WAS your vote for Brexit the best thing ever in 2016, but now you’re broke, hungry and immigration’s higher than ever? Here’s why it’s still great: 

Sovereignty. Of course I’d heard of it before Brexit. Not a day would go by without me saying to the wife, ‘Ooh, I could really do with more sovereignty, love.’

It was a protest by the ‘left behind’. We didn’t know Michel Barnier wasn’t personally responsible for turning the high street into vape shops.

We were stealing skilled people from countries that need them. Sure, I’m fine to have a Pole deliver my Amazon order, but what about housewives in Warsaw waiting two weeks for a duvet? I don’t want that on my conscience.

Farage and Johnson lied to us. Like any normal person, I believe everything anyone says is literally true, which gets confusing watching Lord of the Rings.

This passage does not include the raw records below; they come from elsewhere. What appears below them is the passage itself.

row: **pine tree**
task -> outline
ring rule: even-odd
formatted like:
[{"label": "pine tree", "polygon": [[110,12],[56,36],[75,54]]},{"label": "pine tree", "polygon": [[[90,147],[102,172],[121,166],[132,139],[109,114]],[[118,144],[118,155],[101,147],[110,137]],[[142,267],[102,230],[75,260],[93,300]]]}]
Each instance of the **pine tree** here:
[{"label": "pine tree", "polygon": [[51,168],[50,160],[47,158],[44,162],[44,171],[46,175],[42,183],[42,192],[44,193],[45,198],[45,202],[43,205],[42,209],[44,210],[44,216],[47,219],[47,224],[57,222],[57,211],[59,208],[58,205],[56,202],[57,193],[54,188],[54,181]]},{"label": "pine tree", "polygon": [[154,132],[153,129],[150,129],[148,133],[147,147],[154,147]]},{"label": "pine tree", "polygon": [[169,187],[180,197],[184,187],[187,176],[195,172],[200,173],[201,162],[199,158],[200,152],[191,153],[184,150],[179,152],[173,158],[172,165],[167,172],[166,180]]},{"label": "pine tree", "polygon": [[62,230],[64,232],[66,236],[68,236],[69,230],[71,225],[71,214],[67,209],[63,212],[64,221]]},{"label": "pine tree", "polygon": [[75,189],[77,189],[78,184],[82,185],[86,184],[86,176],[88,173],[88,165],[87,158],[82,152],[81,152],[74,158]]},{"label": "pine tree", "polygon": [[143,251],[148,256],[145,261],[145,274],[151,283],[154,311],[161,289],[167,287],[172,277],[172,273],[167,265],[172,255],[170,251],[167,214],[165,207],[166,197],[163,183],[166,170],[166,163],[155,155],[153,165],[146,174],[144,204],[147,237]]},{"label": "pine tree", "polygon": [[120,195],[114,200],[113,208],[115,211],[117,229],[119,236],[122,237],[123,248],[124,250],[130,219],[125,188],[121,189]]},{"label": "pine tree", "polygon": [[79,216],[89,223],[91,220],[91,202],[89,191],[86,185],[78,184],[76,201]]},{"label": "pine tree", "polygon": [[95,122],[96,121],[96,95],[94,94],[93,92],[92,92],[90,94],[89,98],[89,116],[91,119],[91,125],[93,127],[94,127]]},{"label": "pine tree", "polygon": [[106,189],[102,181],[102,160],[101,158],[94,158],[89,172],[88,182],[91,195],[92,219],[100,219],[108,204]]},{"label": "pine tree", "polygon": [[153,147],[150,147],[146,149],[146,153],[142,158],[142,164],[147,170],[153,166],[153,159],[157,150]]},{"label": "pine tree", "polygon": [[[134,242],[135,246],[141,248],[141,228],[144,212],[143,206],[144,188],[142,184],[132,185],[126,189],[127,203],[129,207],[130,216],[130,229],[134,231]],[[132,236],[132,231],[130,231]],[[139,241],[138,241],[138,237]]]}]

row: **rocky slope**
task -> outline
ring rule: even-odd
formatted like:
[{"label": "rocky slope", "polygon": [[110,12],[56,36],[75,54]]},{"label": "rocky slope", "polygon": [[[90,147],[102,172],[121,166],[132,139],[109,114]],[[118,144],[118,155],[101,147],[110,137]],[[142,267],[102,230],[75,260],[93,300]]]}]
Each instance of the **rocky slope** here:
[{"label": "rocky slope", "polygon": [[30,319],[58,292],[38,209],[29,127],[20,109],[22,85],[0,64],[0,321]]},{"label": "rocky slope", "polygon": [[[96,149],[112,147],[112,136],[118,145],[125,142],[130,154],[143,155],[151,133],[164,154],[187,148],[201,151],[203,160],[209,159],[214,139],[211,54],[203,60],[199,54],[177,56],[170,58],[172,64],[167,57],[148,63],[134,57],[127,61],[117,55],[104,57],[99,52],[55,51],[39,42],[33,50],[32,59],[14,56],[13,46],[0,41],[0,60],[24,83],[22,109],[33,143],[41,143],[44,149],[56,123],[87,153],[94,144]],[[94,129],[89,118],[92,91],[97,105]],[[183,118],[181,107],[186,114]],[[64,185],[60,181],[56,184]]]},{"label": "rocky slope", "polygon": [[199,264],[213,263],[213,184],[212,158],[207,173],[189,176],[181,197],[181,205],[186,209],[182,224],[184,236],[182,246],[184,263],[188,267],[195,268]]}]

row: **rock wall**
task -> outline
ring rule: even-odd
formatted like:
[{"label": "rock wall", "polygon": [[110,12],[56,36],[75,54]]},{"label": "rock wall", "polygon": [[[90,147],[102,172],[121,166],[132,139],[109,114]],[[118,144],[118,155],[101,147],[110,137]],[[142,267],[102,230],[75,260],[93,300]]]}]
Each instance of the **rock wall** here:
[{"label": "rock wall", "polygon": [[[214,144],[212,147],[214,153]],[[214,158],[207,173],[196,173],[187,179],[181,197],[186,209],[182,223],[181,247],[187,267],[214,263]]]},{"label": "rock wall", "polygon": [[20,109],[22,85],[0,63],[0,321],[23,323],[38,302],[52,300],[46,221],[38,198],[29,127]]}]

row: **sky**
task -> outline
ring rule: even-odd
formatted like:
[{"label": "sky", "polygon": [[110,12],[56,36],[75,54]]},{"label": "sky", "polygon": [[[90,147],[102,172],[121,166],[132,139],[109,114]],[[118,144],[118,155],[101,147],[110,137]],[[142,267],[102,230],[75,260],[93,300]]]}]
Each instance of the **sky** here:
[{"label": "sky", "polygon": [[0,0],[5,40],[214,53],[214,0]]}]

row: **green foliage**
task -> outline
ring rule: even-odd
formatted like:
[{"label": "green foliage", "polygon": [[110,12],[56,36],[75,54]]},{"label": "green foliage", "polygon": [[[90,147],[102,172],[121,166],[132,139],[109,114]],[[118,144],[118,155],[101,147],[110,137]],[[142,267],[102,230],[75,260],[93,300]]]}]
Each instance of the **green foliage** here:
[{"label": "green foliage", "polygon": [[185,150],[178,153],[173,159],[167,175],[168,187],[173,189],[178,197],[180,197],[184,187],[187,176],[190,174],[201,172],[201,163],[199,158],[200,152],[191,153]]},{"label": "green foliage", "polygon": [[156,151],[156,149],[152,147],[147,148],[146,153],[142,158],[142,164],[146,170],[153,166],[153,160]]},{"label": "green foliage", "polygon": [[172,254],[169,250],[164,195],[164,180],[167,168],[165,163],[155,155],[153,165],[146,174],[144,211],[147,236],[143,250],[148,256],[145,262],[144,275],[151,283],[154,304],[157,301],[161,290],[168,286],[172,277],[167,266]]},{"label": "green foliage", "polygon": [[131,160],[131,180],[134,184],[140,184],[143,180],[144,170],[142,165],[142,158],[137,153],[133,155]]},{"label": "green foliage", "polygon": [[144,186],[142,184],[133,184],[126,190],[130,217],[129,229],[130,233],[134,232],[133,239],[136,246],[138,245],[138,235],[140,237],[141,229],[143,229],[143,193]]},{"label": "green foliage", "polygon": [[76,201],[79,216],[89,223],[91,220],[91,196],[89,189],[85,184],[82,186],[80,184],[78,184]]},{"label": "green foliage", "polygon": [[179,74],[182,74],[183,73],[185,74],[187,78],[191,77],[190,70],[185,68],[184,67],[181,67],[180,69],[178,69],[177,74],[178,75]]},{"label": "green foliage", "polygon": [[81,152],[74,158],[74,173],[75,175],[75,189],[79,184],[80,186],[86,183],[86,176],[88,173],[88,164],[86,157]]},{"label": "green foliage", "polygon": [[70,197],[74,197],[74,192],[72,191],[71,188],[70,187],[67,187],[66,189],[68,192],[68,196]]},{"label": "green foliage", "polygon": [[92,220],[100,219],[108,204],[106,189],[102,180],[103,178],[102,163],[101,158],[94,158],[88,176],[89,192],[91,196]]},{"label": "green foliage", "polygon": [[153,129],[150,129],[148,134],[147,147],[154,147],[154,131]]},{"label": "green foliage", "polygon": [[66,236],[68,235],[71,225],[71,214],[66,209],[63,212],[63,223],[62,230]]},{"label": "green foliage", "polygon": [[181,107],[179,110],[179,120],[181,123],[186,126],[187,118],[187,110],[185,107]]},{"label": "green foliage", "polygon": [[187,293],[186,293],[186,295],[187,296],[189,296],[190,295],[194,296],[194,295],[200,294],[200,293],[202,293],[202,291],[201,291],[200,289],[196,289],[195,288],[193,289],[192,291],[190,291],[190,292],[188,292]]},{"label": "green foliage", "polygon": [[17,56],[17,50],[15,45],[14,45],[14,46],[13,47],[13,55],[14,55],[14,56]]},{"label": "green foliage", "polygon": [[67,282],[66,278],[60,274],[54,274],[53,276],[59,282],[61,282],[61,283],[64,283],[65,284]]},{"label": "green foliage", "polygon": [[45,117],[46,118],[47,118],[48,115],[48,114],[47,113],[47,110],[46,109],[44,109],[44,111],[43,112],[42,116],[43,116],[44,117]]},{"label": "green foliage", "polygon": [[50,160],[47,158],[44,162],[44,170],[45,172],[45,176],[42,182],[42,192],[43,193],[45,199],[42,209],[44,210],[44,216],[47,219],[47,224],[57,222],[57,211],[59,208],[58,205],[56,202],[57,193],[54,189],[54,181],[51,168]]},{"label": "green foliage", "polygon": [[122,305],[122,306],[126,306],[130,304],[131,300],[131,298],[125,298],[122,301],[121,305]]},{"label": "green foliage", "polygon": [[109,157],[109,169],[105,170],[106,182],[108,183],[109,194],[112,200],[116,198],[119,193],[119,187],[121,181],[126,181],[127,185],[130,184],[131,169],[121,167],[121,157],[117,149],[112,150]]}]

I care about our fishing industry. There’s something quintessentially British about dredging up slimy, dead-eyed fish by the millions in freezing sleet. Let’s not lose this magical way of life.

The night before the vote I dreamt I saw a huge Union Jack fluttering in the distance. Admittedly a Dalek Fay Ripley was selling me a glass rabbit hutch so I was distracted, but it was still a sign.

It’s racist that only EU nations had freedom of movement. Now we’re open to immigration from around the world, arriving on Kent beaches in boats.

The NHS desperately needed money. I’ve never voted for Labour who always give the NHS money, but let’s skip over that.

We must never forget our war dead. Do we want the sacrifices of Sharpe’s Rifles to be in vain?

Camembert is clearly off and stinks your fridge out. I wasn’t prepared to let French cheesemongers sell us their substandard products.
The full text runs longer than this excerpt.